Esse tipo de pensamento está prestes a se tornar mainstream. Em fevereiro, a National
Science Foundation anunciou o Cluster Exploratory, um programa que financia pesquisas
projetadas para serem executadas em uma plataforma de computação distribuída em larga
escala desenvolvida pelo Google e pela IBM, em conjunto com seis universidades piloto. O
cluster consistirá de 1.600 processadores, vários terabytes de memória e centenas de terabytes
de armazenamento, juntamente com o software, incluindo o Tivoli da IBM e versões de
código aberto do Google File System e MapReduce. Os primeiros projetos do CluE incluirão
simulações do cérebro e o sistema nervoso e outras pesquisas biológicas que ficam em algum
lugar entre wetware e software.
Aprender a usar um "computador" dessa escala pode ser um desafio. Mas a
oportunidade é grande: a nova disponibilidade de enormes quantidades de dados, juntamente
com as ferramentas estatísticas para processar esses números, oferece uma maneira
totalmente nova de entender o mundo. A correlação substitui a causalidade, e a ciência pode
avançar mesmo sem modelos coerentes, teorias unificadas ou realmente qualquer explicação
mecanicista.
Não há razão para nos apegarmos aos nossos velhos hábitos. É hora de perguntar: o
que a ciência pode aprender com o Google?

———
Comentário do pesquisador Leonardo De Marchi, em post no Facebook:

Sempre achei esse texto um delírio menor de Anderson. No entanto, lendo a obra do
filósofo francês Bernard Stiegler, fiquei impressionado com o horror que Stiegler teve ao ler
o texto. Ele comenta essa breve coluna por parágrafos e parágrafos de alguns de seus livros.
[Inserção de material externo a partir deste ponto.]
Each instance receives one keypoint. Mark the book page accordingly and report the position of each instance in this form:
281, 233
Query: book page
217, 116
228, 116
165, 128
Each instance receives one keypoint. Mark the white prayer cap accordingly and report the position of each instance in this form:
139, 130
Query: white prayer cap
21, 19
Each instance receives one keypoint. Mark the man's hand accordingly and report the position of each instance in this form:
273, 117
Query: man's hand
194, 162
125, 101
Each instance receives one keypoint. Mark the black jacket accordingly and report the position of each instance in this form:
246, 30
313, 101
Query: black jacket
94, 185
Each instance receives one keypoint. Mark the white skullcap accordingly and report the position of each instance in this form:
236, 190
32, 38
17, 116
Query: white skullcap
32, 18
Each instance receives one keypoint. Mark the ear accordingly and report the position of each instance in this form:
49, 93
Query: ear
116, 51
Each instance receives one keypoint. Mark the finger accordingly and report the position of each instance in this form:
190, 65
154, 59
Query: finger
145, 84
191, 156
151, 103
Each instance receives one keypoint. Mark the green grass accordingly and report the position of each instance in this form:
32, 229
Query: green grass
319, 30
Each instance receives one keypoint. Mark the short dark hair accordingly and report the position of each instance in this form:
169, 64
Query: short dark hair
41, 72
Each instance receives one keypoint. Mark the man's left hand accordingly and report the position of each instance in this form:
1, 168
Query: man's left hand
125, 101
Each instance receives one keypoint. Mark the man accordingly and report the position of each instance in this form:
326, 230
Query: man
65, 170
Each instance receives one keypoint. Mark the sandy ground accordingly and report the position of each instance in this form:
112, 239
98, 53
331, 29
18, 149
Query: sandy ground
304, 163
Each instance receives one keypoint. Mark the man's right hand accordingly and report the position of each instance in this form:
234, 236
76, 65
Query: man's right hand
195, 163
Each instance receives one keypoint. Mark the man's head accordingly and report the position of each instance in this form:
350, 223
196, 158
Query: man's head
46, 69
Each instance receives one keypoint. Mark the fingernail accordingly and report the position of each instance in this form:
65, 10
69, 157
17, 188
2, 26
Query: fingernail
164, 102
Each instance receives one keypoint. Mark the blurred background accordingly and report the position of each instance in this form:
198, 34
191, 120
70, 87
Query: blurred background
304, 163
Hoje, entendo que ele tem razão: a economia de dados das plataformas digitais está
intimamente ligada ao fenômeno do negacionismo contemporâneo. Se dialogamos com
algum negacionista, ele/ela dirá: "não preciso da ciência; tenho o Google" ou, ainda, "mas eu
vi isso no grupo do WhatsApp".
É a lógica de Anderson na vida real: para quê fazer ciência se o dilúvio de dados em
que estamos soterrados pode nos entregar a resposta que queremos?
O mesmo poderia ser dito, hoje, da cultura. Com a música produzida por IA em larga
escala, o que assusta é que não há uma estética nova - como ocorreu, por exemplo, com a
música eletrônica, a qual apresentava uma nova maneira de se conceber o que é música. Tudo
é igual ao que já ouvimos. E por quê? Porque é baseado em tudo o que já ouvimos antes, de
fato. O que os super-algoritmos nos oferecem é o fim da criatividade. Ou, para usar um termo
familiar a Stiegler, uma proletarização do pensamento criativo.